The athletes just wanted to compete, and Bergmann helped them scratch that itch. Athletes would be invited, a time schedule set, a facility secured, and under the cover of darkness — and, sometimes, lights — a handful of races would be held. The races, including ones held at Portland’s Jesuit High and Newberg High School — were live-streamed to the world. There was a bit of intrigue surrounding the races — subtle things to pique interest — including the wearing of headlamps, for example.
“We could do that here,” Bergmann said about South Wasco High, sans the need for headlamps. “We’ll have a track built to international standards. The town’s high-speed internet allows for top quality live streaming.”
Bergmann said hundreds of athletes, who didn’t qualify for the world championships, will still want to compete. Those training for the championships will need to run competitively leading up to the big event.
“How cool would it be to have a world class 10K race — maybe it’s not even the people who are competing in the worlds,” Bergmann said. “We could, in theory, have the world’s best track and field runners competing in Maupin.”
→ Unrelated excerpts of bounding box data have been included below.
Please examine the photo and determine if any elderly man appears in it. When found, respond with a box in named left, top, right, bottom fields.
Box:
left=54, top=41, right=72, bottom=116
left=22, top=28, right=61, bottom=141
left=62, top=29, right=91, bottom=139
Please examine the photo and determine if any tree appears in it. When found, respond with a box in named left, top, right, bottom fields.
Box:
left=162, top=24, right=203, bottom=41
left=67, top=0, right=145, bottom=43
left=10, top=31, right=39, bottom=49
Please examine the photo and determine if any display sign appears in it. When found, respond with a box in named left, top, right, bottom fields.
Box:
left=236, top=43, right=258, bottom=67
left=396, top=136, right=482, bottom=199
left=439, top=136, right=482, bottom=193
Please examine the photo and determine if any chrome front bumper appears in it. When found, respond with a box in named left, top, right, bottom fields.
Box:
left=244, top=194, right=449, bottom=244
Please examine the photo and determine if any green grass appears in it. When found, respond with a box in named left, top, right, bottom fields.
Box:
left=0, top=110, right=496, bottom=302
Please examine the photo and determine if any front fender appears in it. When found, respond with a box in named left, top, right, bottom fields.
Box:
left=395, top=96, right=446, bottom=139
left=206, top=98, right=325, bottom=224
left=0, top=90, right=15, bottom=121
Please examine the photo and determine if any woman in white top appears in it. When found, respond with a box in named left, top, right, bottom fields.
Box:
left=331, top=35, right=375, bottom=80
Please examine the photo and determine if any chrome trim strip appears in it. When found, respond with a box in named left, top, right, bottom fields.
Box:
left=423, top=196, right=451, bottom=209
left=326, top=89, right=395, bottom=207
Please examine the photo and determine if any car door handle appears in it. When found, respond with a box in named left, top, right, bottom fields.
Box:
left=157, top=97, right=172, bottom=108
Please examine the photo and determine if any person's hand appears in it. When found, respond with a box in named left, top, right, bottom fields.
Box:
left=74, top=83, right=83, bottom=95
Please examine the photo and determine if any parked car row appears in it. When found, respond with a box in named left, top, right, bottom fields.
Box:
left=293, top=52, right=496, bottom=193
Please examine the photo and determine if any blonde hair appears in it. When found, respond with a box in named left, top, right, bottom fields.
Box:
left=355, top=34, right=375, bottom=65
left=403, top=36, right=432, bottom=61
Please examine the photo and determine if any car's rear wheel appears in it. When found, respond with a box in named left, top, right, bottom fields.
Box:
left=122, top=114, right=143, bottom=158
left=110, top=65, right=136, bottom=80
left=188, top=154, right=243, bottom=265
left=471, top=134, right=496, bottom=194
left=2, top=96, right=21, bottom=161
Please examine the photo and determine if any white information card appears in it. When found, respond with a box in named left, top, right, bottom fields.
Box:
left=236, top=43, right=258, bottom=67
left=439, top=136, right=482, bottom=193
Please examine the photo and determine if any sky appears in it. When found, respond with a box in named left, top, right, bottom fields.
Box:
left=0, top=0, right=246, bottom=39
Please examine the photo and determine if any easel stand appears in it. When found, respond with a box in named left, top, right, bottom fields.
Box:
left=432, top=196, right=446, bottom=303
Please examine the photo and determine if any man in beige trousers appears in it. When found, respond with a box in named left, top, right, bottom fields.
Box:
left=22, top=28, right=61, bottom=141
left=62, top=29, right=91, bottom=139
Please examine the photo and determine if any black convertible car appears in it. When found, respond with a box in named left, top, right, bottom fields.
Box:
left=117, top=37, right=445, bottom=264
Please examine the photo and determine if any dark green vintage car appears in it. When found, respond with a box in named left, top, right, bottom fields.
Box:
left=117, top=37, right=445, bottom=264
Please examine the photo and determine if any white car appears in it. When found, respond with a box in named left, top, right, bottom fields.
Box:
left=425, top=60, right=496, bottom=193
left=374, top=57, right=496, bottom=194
The world meet is scheduled July 15-24, 2022, and is promoted regionally as WCH Oregon 22. It was supposed to be held in 2021, but COVID postponed it a year. WCH Oregon 22 is essentially a track and field meet, governed by World Athletics, that invites the best in the world. World Athletics is the international governing body for track and field, cross country, road racing, racewalking, mountain running and ultra-running.
Corbin University in Salem this summer is building a track and field complex which Bergmann also thinks could be used by athletes training to compete in the world meet.
Bergmann said Maupin, with the Deschutes River recreation opportunities and attractive cycling routes, is an appealing option for future events — in addition to track and field. Bergmann has plans to incorporate a cycling race based in Maupin this fall, with fundraising ties to DRAC. He said Cycle Oregon, the annual fundraising bike ride through central and eastern Oregon, has been pitched on the idea of using DRAC as a stopover for its next ride.
“Runners don’t have any money,” he quipped. “Now cyclists, they spend $20,000 on bikes.”
Bergmann earlier this month invited a dozen of his cycling friends to ride the Oregon Scenic Byway skirting the Deschutes River.
“A lot of people don’t even know that Maupin is gorgeous,” he said. “I took 12 of my buddies out and they were absolutely blown away. There are no cars; the roads are great. They couldn’t believe it. Two or three of them have been back already to ride it again.”
By this fall, Bergmann said the footprint of the new track will be in place and the cycling race will be a way to showcase it — and the subsequent phases of DRAC — to visitors.
“People will get to see it and get to donate” to the track project, he said. “Let’s activate this beautiful area; let’s figure out how to get people out there in October and November. Then let’s bring them back next year for some track meets.”